Other countries have had more impressive growth rates, but this just reminds me how little of us there were around even 100 years ago.
13. Inventions and Technology
- 1917: The major tech invention in 1917? The toggle light switch.
- Today: The major tech invention of today? CRISPR/Cas9 gene editing technology, which enables us to reprogram life as we know it. And we are making strides in AI, robotics, sensors, networks, synthetic biology, materials science, space exploration and more every day.
Their future looked bright (literally), but ours looks fucking stellar.
Things I found disappointing
1. World Literacy Rates
- 1917: The world literacy rate was only 23 percent.
- Today: Depending on estimates, the world literacy rate today is 86.1 percent.
Don't get me wrong, that is impressive; I just thought it would be much closer to 100%. We still have a ways to go in getting everybody education.
Things I found downright depressing
- 1917: It took 5 days to get from London to New York; 3.5 months to travel from London to Australia.
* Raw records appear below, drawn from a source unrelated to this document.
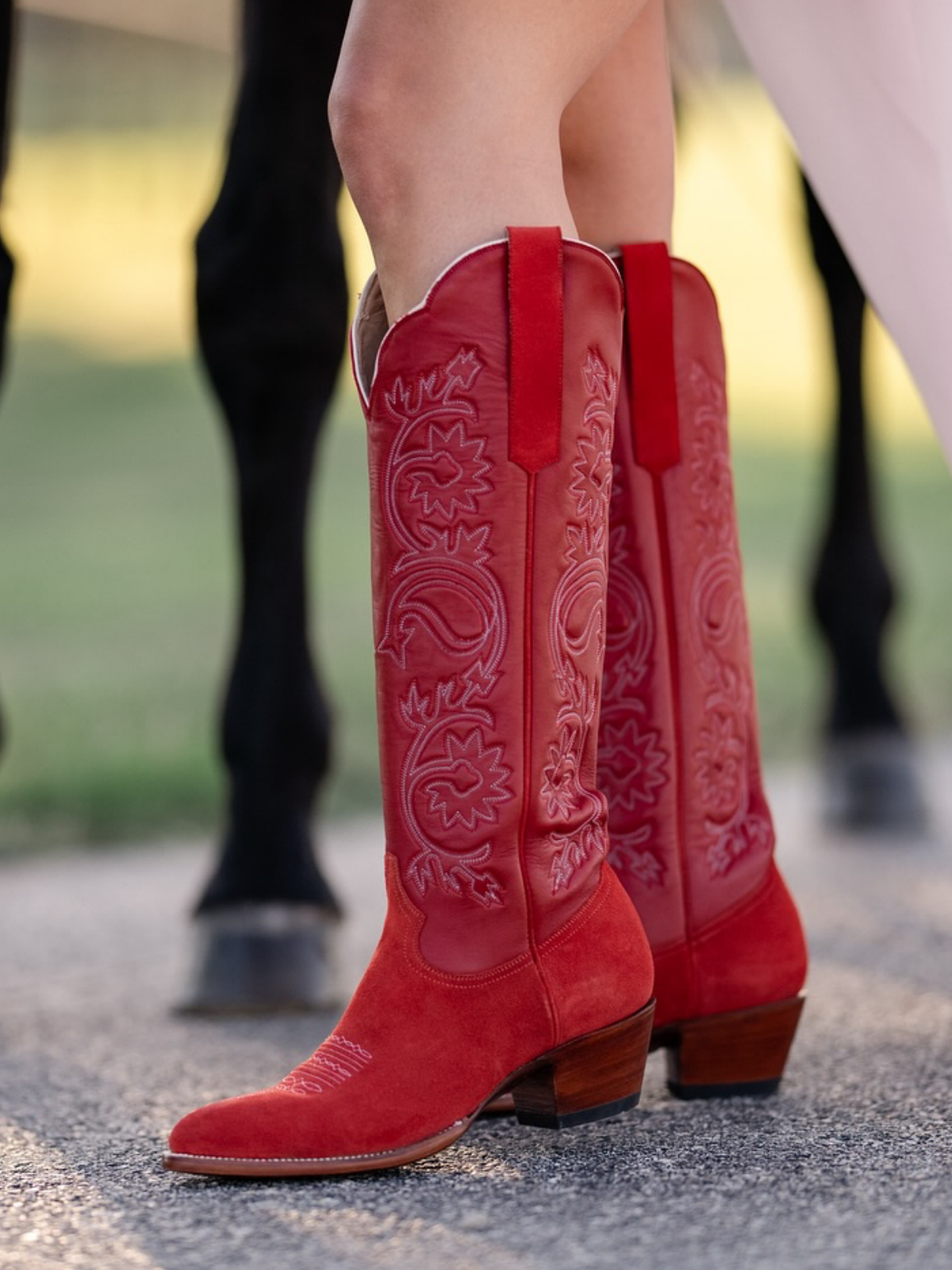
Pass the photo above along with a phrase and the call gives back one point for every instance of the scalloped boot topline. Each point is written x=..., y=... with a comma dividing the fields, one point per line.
x=511, y=956
x=691, y=831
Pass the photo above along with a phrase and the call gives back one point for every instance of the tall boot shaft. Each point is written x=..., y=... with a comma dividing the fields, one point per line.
x=511, y=956
x=692, y=836
x=490, y=470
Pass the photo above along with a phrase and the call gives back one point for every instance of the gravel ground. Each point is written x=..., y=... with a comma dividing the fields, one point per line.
x=850, y=1166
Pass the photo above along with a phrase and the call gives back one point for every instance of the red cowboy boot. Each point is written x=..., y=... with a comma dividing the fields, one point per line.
x=691, y=832
x=511, y=958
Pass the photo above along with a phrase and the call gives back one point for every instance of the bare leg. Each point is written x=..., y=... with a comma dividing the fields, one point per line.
x=447, y=122
x=617, y=139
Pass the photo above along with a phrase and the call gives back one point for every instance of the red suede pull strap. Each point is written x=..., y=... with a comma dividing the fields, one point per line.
x=535, y=347
x=651, y=324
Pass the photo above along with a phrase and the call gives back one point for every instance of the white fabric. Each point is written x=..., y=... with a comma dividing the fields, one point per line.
x=866, y=90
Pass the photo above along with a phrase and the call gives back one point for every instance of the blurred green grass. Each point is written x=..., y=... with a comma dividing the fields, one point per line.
x=117, y=575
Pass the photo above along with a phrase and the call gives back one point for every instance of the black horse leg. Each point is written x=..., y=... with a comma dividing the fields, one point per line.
x=6, y=21
x=272, y=318
x=869, y=779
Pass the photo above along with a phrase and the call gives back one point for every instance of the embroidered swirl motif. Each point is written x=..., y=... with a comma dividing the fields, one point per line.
x=442, y=592
x=719, y=626
x=632, y=765
x=577, y=635
x=330, y=1064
- Today: A nonstop flight gets you from London to New York in a little over 8 hours, and you can fly from London to Australia in about a day, with just one stop.
Why is this a let down? Because someone from 60-70 years ago could say much the same thing. Seems like civilian aviation only saw significant innovation for a few decades. I mean our most used airliners are a product of the 70s/80s and they aren't much different in terms of basic capability from their predecessors in 50s/60s. When am I gonna get my god damn hypersonic spaceplanes!